Monday, January 12, 2015

The history of marriage

Marriage is a 5,000 year old institution that was not formed to create a stable environment for kids.  It was not an arrangement where a man and a woman could share their eternal love. The true purpose for marriage, according to Fox News, it was a way of getting in laws, of making alliances, and expanding the family labor force.

Historical evidence suggests that most marriages throughout history were arranged marriages to first and second cousins, and the reason for this was to strengthen alliances within the family.  This was necessary in order to keep the peace, but it was also necessary to create a labor force.

If a man married a woman who proved to be infertile, then he was free to dissolve the marriage and to marry another woman.  It was also common for men to have many wives, something that is considered immoral and illegal among most modern societies.

According to uscatholic.org
Jesus lived and preached in a world that saw marriage primarily as an economic contract. Jews considered marriage a commandment, but one intended to benefit the wider community by ensuring stability and economic prosperity.
Proverbs 31, today proclaimed at weddings as a poetic tribute to wifely virtue, would have sounded to its original audience like a job description. Can she oversee slaves? Does she understand viniculture? Can she spin both wool and flax? Not only were these skills worth more than rubies, they were far more practical.
By contrast, early Christian communities promoted celibacy and often scorned marriage, since marrying and establishing a household distracted people from preparing for the kingdom of God. Still, limiting the community to only celibate followers had some obvious drawbacks. Instead, early Christians outlawed divorce, polygamy, and incest.
Initially procreating was optional, but the early Christian Church was a "trailblazer" in urging people who were capable of procreating to do just that.  Regardless, guidelines among western civilizations encouraging monogamy were not encouraged until sometime between the sixth and ninth centuries.

During this time there was a battle between the Catholic Church who thought it was important to establish rules for how many wives a man could take, and kings who thought they should be allowed to marry whomever they chose.  Yet in the end the Church won out, and monogamy became the law of the land, at least among western civilizations.

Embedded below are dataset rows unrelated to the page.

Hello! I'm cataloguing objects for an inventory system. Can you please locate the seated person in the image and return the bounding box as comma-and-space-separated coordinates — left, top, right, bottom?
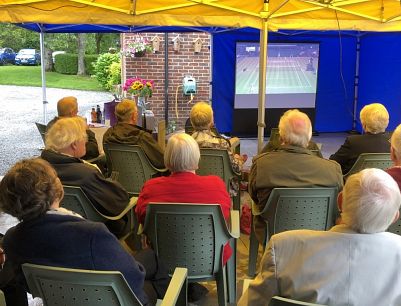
135, 133, 232, 262
103, 99, 164, 169
0, 158, 148, 306
46, 97, 99, 163
238, 169, 401, 306
41, 116, 129, 237
386, 124, 401, 190
330, 103, 390, 174
260, 129, 322, 157
190, 102, 247, 172
248, 109, 343, 241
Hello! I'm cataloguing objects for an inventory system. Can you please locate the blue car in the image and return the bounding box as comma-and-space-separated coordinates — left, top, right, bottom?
0, 48, 15, 65
15, 49, 40, 65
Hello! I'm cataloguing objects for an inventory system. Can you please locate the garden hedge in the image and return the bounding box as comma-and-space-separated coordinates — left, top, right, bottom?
54, 53, 98, 75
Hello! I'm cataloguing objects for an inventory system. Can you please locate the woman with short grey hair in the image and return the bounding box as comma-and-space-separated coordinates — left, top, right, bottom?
0, 158, 148, 306
330, 103, 390, 174
135, 133, 232, 301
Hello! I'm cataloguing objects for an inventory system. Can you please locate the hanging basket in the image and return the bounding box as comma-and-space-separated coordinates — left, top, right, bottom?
134, 50, 146, 57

By this time a marriage was considered legal and binding, but only between a man and a woman. Parents who had children that were procreated by extramarital affairs had to pretend these children were their own, or face serious consequences.  Yet by the 19th century people started to become increasingly tolerant to treating all kids as equals.

Prior to the 1500s the Church stayed out of marriage vows, and generally took the word of the couple that they had exchanged vows. After this time, and until the 1980s, the Church required the couple to wear banns indicating that they were indeed married, and had documents and witnesses.

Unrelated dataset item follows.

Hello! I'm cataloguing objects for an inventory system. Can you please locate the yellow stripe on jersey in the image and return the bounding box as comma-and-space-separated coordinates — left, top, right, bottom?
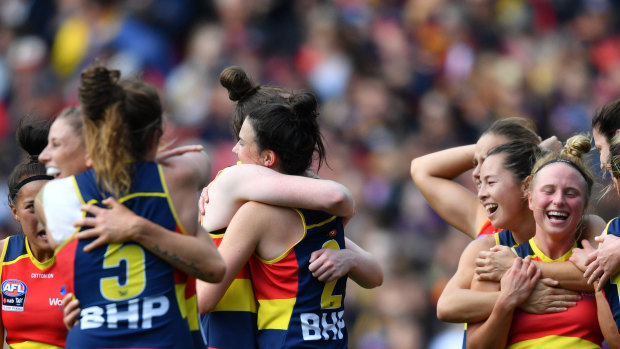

Massachusetts was the first state to require marriage licenses in 1639, and by the 19th century most states required them.

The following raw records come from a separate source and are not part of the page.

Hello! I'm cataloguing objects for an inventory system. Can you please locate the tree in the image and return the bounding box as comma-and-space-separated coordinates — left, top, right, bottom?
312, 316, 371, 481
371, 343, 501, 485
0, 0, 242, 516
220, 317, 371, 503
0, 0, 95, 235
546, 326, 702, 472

The idea of marrying for love and sexual desire did not enter the marriage picture until about 250 years ago (about 1750).  Yet mutual attraction in marriage did not begin didn't truly begin until about 100 years ago, or around the turn of the 20th century.  It was at this time that family arranged marriages started to give way to love marriages, whereby a man and a woman fell in love and wed.

What played a key role in this transition was the transition from an agricultural economy to a market economy.  The reason for this was that, in an agricultural economy, parents maintained access to inheritance of agricultural land.  Since land was essential for economic growth, and the security of the family, arranged marriages continued to be of importance.  Yet this all changed with the market economy, thus ending the arranged marriage. For the first time ever people could marry whomever they chose.

The transition from monarchies and totalitarian dictatorships to democracies may also have played a role in the transition.  This was because as people democracies allowed people to utilize their natural right of free choice.  Over time people realized that freedom meant the right to choose whoyou spend the rest of your life with.

So, you see, it is only a modern notion that marriage is about love and sexual desires.